Pitch : c'est l'histoire d'une rencontre. Céline (Julie Delpy), française, et Jesse (Ethan Hawke), américain, font connaissance dans un train qui va de Budapest à Paris. Jesse s'arrête à Vienne et, à la dernière minute, arrive à convaincre Céline, qui doit aller jusque Paris, de descendre avec lui et de passer une soirée et une nuit à Vienne avant que lui ne reprenne son avion pour les Etats-Unis. Le film dure le temps de cette nuit. Nous suivons nos jeunes backpackers qui déambulent dans les rues de cette ville qui leur est inconnue et qui discutent (beaucoup) de la vie, d'eux-mêmes et de l'amour. Ils finissent par tromber dans les bras l'un de l'autre mais se rendent compte que leur amour ne pourra durer que jusqu'au lever du soleil (le sunrise du titre donc).

Nous voilà donc en face d'une comédie romantique dans son plus simple appareil : un garçon, une fille, une seule nuit. L'"action" est réduite au strict minimum, il n'y a aucune personnage secondaire et les dialogues sont omniprésents. Le film est constitué d'une dizaine de séquences, dans tout type de lieu (un café, une terrasse, un parc, une fête foraine, un tramway) où, de discussions en introspections, on voit l'amour respectif de nos héros se révéler, grandir et enfin être coupé net par l'inévitable séparation du petit matin.

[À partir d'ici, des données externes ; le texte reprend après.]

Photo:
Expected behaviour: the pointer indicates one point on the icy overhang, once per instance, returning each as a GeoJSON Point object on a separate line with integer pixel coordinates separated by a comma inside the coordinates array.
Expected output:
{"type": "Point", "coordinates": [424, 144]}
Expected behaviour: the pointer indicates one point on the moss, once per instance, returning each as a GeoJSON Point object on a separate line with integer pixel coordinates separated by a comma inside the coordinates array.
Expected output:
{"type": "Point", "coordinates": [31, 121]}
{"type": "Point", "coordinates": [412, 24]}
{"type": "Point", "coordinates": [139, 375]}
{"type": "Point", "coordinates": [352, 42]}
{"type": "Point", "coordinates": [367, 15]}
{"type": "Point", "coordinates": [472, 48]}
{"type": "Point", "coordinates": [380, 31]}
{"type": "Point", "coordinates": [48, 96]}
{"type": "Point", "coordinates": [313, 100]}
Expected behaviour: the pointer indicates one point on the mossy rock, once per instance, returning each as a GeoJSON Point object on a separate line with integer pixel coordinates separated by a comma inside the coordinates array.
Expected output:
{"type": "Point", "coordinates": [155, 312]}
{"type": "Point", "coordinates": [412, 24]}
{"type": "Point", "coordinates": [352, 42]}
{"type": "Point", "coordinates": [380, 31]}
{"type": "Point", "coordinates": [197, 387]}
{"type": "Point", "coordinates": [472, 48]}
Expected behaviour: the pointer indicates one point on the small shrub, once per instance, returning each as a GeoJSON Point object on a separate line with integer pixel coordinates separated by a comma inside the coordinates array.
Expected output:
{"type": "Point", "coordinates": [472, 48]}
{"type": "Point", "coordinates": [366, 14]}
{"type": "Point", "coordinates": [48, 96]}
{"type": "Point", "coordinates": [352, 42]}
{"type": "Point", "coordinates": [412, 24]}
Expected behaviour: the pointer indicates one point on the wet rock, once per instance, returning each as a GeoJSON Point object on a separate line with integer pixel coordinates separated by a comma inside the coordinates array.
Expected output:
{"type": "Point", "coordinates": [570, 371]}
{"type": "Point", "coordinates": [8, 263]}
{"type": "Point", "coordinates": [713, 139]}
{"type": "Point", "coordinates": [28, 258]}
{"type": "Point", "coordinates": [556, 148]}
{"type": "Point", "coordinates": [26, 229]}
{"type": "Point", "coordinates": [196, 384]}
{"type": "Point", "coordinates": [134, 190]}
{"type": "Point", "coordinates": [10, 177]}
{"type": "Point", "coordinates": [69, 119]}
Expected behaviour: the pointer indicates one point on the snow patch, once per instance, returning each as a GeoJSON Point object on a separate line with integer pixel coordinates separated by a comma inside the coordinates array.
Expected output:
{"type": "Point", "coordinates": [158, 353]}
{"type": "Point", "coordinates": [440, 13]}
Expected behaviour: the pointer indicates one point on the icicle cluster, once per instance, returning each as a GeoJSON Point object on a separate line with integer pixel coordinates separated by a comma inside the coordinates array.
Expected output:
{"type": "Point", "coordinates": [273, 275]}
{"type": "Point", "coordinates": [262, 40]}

Avec un tel parti pris, la réussite du film repose donc en grande partie sur l'intelligence des dialogues. Hélas, ceux-ci ne volent pas toujours très haut et ne sont pas, par exemple, à la hauteur des films de Rohmer, qui est vraiment le maître en la matière. Before Sunrise est en permanence sur la corde raide entre le marivaudage subtil et le sentimentalisme sirupeux. L'équilibre est fragile, trop fragile, et plus d'une fois, les dialogues basculent dans une certaine mièvrerie dégoulinante. Dans ces moments là, le charme s'évapore, on n'y croit plus, on finit par réaliser qu'il ne s'agit que d'un film et le processus d'identification, indispensable à la réussite d'un tel film, s'arrête. Et puis, peu après, le temps d'une scène juste ou d'une réplique touchante (il y en a un certain nombre), on y croit de nouveau et on re-devient lui ou elle - jusqu'à la prochaine maladresse. Sur ce plan-là, Before Sunrise est donc un film presque très bien et presque raté.

"Avant" : ça papote, ça rigole et ça se croit seul au monde.

En revanche, Before Sunrise décrit très bien les exquises premières heures d'une relation amoureuse. En deux étapes.

D'une part, le film nous montre de manière fort juste ces délicieux moments d'"avant", où le jeu de la séduction bat son plein mais où chacun sent que l'autre a envie de la même chose. Dans ces moments là, il y a une espèce d'entente totale, où tout s'enclenche naturellement. L'un commence une phrase que l'autre termine et on a en permanence envie de dire "Ca alors ! Moi aussi !". Ce mimétisme tacite s'explique pour moi assez simplement : dans ces situations, l'autre devient un miroir qui renvoie une image très positive de soi. On regarde sa propre personne dans les yeux de l'autre et ce qu'on y voit n'est que sourire, plaisir et félicité. Je pense que c'est pour cette raison que ces moments sont si agréables et qu'on les fait souvent durer un peu plus que nécessaire (alors que c'est déjà plié, pour parler vulgairement). Sur le coup, on croit toujours à cette alchimie artificielle (et heureusement ! c'est quand même le sel de la vie tout ça) - même s'il ne s'agit en fin de compte que d'une version civilisée d'une parade nuptiale telle qu'on la trouve chez toutes les espèces animales.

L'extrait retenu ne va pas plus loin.